Pour autant être une femme peut aussi avoir ses avantages surtout dans le Grand Est. Pour Rose-Marie Auclair, c’est le fait de marquer les esprits ”Comme il y a peu de femmes scientifiques qui montent des entreprises, beaucoup de gens sont impressionnés”. Pour Isoare, étudiante Ingénieure en système ferroviaire à Strasbourg, c’est avant tout une question d’équilibre “Je trouve que j’ai une valeur à ajouter. Il y a certains points ou problèmes auxquels mes collègues masculins ne pensent pas et, moi, je vais leur apporter. On est complémentaire et au final c’est bénéfique pour tous le monde: On est deux femmes seulement dans le bureau d’étude où je suis alternante et c’est dommage”.
Les discriminations, enjeux de la féminisation de la science
On le sait, les discrimination peuvent être nombreuses quand on est une femme qui évoluent dans un milieu à domination masculine. Sexisme, freins à l’embauche, les difficultés sont nombreuses comme y a été confronté Véronique Pierron-Bohnes, représentante Grand Est de Femmes & Sciences. “La fondatrice de l’association, Claudine Hermann, professeure à Polytechnique, et moi-même faisions partie d’un conseil de sélection du CNRS. Lors du choix des candidats, on avait remarqué que nos collègues masculins éliminaient instinctivement tous les profils féminins”. Autre problématique au niveau de l’égalité salariale ““À l’Université et toute la fonction publique, il y a moins d’écart puisqu’on fonctionne sous forme de grilles hors prime de recherche.

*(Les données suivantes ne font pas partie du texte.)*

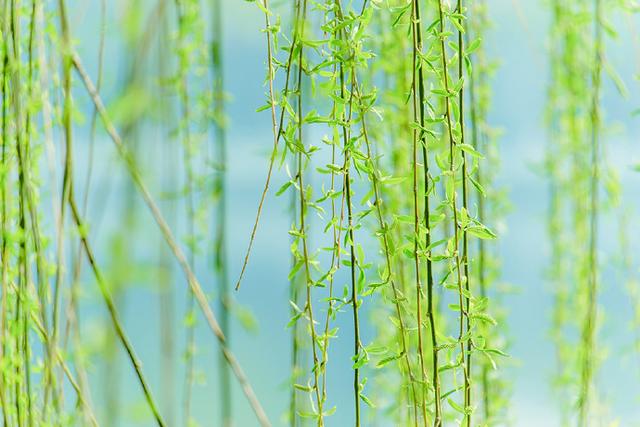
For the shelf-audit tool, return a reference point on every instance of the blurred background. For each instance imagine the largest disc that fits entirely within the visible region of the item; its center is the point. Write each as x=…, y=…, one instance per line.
x=129, y=246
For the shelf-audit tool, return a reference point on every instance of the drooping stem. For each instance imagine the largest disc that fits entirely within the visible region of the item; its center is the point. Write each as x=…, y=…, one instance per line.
x=590, y=324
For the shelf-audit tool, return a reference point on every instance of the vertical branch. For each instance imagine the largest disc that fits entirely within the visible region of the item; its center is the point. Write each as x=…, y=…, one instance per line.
x=465, y=240
x=590, y=323
x=418, y=138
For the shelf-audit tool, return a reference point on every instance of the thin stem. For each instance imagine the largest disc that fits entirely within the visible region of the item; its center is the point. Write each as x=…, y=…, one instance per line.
x=192, y=281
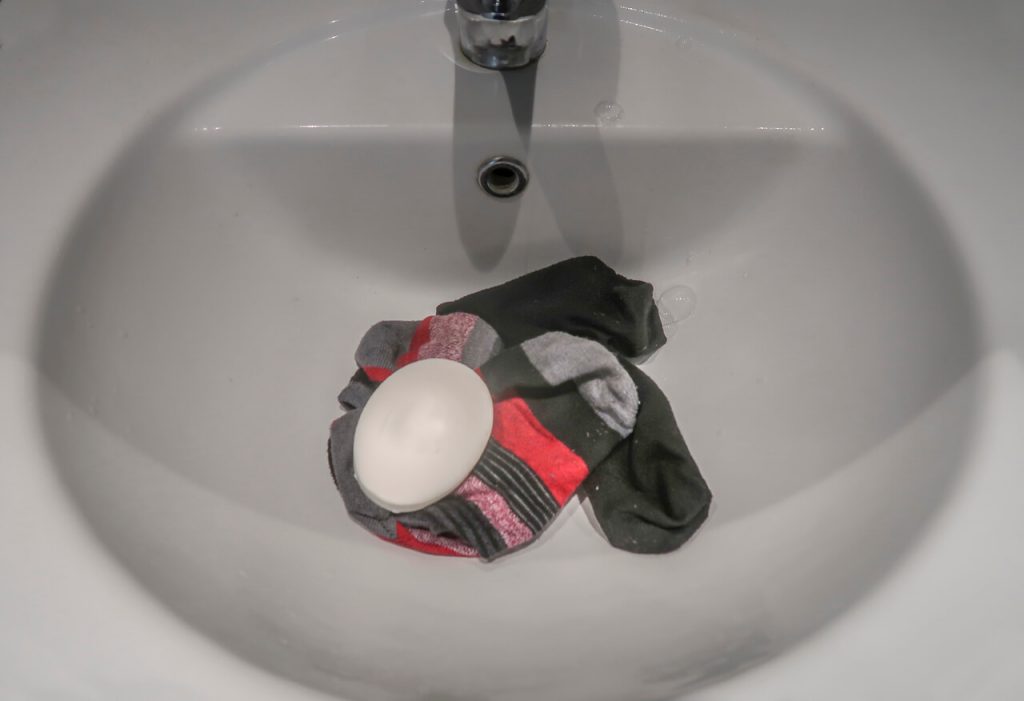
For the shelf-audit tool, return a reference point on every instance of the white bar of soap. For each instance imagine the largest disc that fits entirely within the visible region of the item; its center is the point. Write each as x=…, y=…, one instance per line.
x=421, y=434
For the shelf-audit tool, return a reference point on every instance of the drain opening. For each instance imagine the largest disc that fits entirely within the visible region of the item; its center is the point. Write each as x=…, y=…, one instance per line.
x=503, y=177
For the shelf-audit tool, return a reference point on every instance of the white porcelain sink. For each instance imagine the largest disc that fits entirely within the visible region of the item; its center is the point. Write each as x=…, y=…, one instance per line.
x=202, y=311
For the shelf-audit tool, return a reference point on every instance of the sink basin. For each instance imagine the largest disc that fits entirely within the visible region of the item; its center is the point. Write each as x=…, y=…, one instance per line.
x=206, y=308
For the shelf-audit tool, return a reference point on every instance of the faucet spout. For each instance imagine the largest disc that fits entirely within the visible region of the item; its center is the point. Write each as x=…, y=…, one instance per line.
x=503, y=34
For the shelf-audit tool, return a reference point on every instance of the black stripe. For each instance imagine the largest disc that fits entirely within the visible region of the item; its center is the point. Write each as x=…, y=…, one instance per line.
x=511, y=477
x=504, y=456
x=518, y=501
x=470, y=525
x=506, y=478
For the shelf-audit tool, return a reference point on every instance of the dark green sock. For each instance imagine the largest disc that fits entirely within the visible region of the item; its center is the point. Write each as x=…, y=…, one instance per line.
x=648, y=494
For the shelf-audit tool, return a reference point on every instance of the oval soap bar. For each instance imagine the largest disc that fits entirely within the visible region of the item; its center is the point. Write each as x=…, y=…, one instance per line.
x=421, y=434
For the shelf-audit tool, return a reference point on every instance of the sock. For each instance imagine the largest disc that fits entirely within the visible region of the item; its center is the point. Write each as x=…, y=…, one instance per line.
x=580, y=296
x=562, y=404
x=389, y=346
x=648, y=494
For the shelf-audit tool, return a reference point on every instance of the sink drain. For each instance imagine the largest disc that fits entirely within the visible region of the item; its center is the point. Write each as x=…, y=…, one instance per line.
x=503, y=177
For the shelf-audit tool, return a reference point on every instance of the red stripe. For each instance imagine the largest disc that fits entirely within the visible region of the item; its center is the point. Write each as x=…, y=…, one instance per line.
x=520, y=433
x=420, y=338
x=378, y=374
x=407, y=539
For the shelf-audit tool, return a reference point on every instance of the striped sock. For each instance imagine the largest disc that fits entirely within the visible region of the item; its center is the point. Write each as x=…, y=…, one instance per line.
x=561, y=405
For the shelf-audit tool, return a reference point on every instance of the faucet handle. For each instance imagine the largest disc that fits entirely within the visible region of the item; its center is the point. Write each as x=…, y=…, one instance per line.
x=503, y=9
x=503, y=34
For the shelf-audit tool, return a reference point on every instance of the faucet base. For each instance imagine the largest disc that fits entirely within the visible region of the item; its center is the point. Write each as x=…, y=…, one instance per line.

Mais dans le privé, la différence peut aller jusqu’à 30% en moins pour les femmes”” continue-t’elle. Une différence qui s’accentue lorsque qu’elles deviennent mère.
La maternité est d’ailleurs l’un des premier frein aux carrières scientifiques des femmes. “Quand j’ai eu mon premier, j’ai dû arrêté pendant un temps surtout parce que je n’étais pas vraiment aidé dans mon entourage. C’est le plus gros problème parce qu’après pour redémarrer, c’est plus dur” confie Nadia Bahlouli, chercheuse et professeur en mécanique à Strasbourg . Les femmes accorderait donc moins de temps à la recherche, faute de dispositif suffisant pour les accompagner. Un constat qui revient dans le secteur public comme dans le privé. Pour tenter de lutter contre cette problématiques, les Universités ont fait un premier pas. Comme à Bordeaux ou à Caen, où les campus proposent désormais des crèches au sein de leurs structures. Des freins qui jouent sur l’attrait des femmes pour les sciences dures mais pas seulement.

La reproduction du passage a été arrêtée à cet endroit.